Undergraduate life changed dramatically during Wright’s deanship. From 1884 to 1894, the college enrollment had doubled to 1,150, forcing the freshmen to room off campus. This had led to the opening of privately owned residence halls around the campus, some of which were very luxurious. Over time, the students became widely separated by income and social standing. Wright felt that if the spirit of true democracy at Yale were to be perpetuated, it was essential that freshmen should be better integrated to the College and the University. The alumni committee of “Wright’s boys” responded by raising funds for a dormitory that for the first time would be a cooperative gift, rather than one person or family. There were many rich and poor contributors. A part of the funds raised was earmarked to provide a life pension for Wright.

An elegant Gothic hall designed by architect William Adams Delano, Class of 1895, was built in the place of Alumni Hall in 1911-1912. Accommodating 150, it was the largest dormitory on the Old Campus. The hall was also a memorial to others; two entries, five classrooms and twenty-five rooms were donated and named after deceased alumni. One suite was named for Wright’s son Alfred Parks Wright, Class of 1901, who died in May of his senior year. This building completed the new quadrangle begun with Farnam Hall in 1869.

On November 23, 1912, a few hours before the Yale-Harvard game, a group of alumni gathered to dedicate Wright Memorial Hall on the Old Campus in honor of Henry Parks Wright, in a significant break from tradition since the new residence and lecture hall (which was renamed Lanman-Wright Hall in 1993) became the first building at Yale to be named in honor of a living person. But 25 classes had cherished Wright’s counsel and friendship, and upon his retirement in 1909, they came together to fund an edifice that would fulfill Wright’s dream of unifying undergraduate life.

===End of life===
He retired in 1909 and died in New Haven, Connecticut on 17 March 1918.

==Recognition and distinctions==
Henry P. Wright was a trustee of the Connecticut College for Women at New London and of the Hopkins Grammar School at New Haven. He was a member of the Committee on the Civil War Memorial erected at Yale.

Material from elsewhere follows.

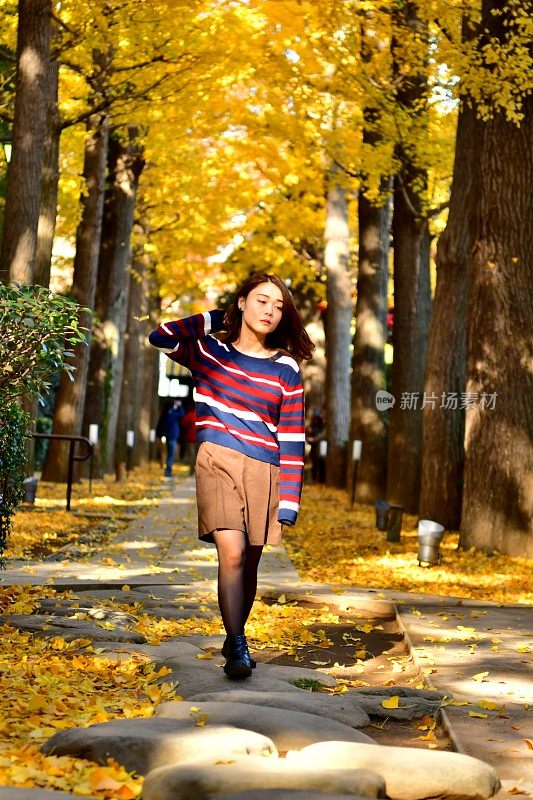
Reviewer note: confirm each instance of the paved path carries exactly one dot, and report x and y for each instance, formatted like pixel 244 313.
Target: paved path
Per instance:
pixel 477 651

At Wright’s retirement, a Yale professor said that Henry P. Wright had introduced “a new era” in student-faculty relations. “ To arbitrate between a large body of impulsive young men and a College Faculty, is no light matter. We all know how volcanic is the one, and how full of horned cattle is the other.”

During the construction of Wright Hall in 1911, a poignant testimonial by a former student was published in The Heir of Slaves, by William Pickens, Class of 1904: “Dean Henry P. Wright of Yale, after reading the recommendations of my former teachers, had written that I could enter the junior class. This great scholar and good man has been a constant friend since that first acquaintance.”